Makna Megengan dan Gunungan Apem Pj Gubernur Jatim di Grahadi

Editor : Zaki Zubaidi  Reporter : Ni'am Kurniawan
Pj Gubernur Jatim Adhy Karyono saat megengan di Grahadi kemarin malam. (Foto: Humas Pemprov Jatim for jatimnow.com)
Pj Gubernur Jatim Adhy Karyono saat megengan di Grahadi kemarin malam. (Foto: Humas Pemprov Jatim for jatimnow.com)

jatimnow.com - Penjabat (Pj) Gubernur Jawa Timur Adhy Karyono bersama keluarga besar Pemprov Jatim menggelar tradisi Megengan di Gedung Negara Grahadi Surabaya, Jumat (8/3/2024) malam.

Acara ini digelar untuk menjaga sekaligus merawat tradisi yang sudah ada sejak dahulu.

"Bulan Ramadan segera tiba, karenanya untuk menjaga tradisi yang sudah ada sejak dulu, maka malam ini kita menggelar megengan," ujar Adhy, dalam siaran resminya, Sabtu (9/3/2024).

Tradisi megengan, kata Adhy, umum dilakukan masyarakat Jawa di akhir Bulan Sya'ban untuk menyambut datangnya Bulan Ramadan. Tradisi ini juga identik dengan salah satu jajanan tradisional yaitu kue apem.

Gunungan apem yang dibawa Adhy sempat membuat gagal fokus, karena saking besarnya. Sama seperti lainnya, apem-apem milik Adhy juga sempat menjadi rebutan peserta dan jemaah megengan yang hadir.

"Apem sendiri berasal dari bahasa Arab yaitu afuwwun yang artinya maaf, sehingga menjelang Ramadan ini kita diharapkan bisa saling memaafkan," katanya.

Menurut dia, megengan dalam Bahasa Jawa yakni  menahan, ia berharap melalui tradisi ini mampu menjadi pengingat bagi semua agar dapat menahan berbagai godaan yang datang saat menjalankan ibadah puasa nanti. 

"Kita harus bersiap diri menyambut Ramadan, semoga kita bisa menahan dari segala godaan di bulan puasa, mudah-mudahan kita dijauhkan dari segala bentuk perbuatan yang bisa menggugurkan ibadah puasa," tuturnya.

Baca juga:
Halal Bihalal Pejabat Pemprov Jatim, Adhy Karyono: Saatnya Evaluasi Kinerja

Lebih lanjut, ketika Megengan juga digelar Khatmil Quran serta berkirim doa untuk sanak keluarga yang telah meninggal dunia. Banyak di antara umat muslim yang melakukan ziarah kubur ke makam saudara dan keluarga yang telah berpulang sebagai bagian dari tradisi ini.

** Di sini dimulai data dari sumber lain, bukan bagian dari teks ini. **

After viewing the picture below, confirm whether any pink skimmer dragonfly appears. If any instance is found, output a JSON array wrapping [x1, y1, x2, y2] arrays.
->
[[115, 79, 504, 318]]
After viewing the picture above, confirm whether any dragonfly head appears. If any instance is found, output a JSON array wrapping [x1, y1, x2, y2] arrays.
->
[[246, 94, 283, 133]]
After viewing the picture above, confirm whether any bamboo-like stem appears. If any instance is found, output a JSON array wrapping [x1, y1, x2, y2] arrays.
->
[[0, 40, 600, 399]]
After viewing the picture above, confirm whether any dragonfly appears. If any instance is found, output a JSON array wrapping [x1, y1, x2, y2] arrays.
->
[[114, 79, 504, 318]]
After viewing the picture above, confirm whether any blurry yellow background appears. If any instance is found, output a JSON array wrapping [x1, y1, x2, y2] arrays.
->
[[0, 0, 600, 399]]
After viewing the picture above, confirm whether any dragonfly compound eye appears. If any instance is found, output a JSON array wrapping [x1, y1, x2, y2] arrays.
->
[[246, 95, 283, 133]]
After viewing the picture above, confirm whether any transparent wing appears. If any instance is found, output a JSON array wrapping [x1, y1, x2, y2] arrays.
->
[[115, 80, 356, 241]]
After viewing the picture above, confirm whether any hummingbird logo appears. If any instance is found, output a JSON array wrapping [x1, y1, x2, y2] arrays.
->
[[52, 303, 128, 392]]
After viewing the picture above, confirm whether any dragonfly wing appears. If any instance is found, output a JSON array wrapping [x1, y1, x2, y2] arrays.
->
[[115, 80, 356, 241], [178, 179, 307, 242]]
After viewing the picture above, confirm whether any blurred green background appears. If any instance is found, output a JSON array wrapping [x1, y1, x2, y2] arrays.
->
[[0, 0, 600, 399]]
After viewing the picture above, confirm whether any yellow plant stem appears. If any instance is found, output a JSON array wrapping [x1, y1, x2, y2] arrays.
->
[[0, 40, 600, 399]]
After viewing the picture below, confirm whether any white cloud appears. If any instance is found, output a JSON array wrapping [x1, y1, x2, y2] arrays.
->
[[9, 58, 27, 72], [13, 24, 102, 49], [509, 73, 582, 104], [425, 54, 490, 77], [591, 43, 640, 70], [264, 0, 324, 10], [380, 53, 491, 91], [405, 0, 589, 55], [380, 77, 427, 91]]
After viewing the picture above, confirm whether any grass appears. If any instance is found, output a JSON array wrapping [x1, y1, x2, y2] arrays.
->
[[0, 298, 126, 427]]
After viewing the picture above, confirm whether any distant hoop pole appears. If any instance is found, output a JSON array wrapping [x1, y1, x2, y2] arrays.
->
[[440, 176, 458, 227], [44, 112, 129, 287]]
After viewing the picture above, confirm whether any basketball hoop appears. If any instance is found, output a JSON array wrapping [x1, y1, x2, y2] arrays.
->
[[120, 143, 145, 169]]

Di momen ini, Adhy mengajak semua warga di Jawa Timur memanfaatkan momen ini untuk saling memaafkan. Tujuannya agar semua memiliki hati yang bersih dalam menjalankan segala ibadah di bulan Ramadan.

"Mudah-mudahan kita dapat memanfaatkan ibadah puasa ini dengan baik, dan dapat meningkatkan iman dan taqwa," harapnya.

Bersama jajaran Pemprov Jatim, pihaknya akan melaksanakan agenda Safari Ramadan. Menariknya, dalam pelaksanaanya nanti juga akan disertai dengan agenda operasi pasar murah.

Baca juga:
Antusiasme Warga Surabaya Ikut Open House Idul Fitri di Grahadi

"Kami ingin ini sejalan dengan bagaimana kita untuk mengatasi pengendalian inflasi maka seyogyanya setiap ada Safari Ramadan di titik di mana pun," tegasnya.

Di akhir,  Pj Gubernur Adhy Karyono secara khusus menyampaikan selamat menjalankan ibadah puasa Bulan Ramadan 1445 Hijriah. Ia mendoakan supaya semua yang dijalankan saat bulan suci diberikan kemudahan sekaligus kesehatan yang terua dilipatgandakan.

"Selamat menjalankan ibadah puasa, Mudah-mudahan dengan acara ini kita berikan kekuatan kesehatan untuk bisa menjalankan ibadah puasa," tutupnya.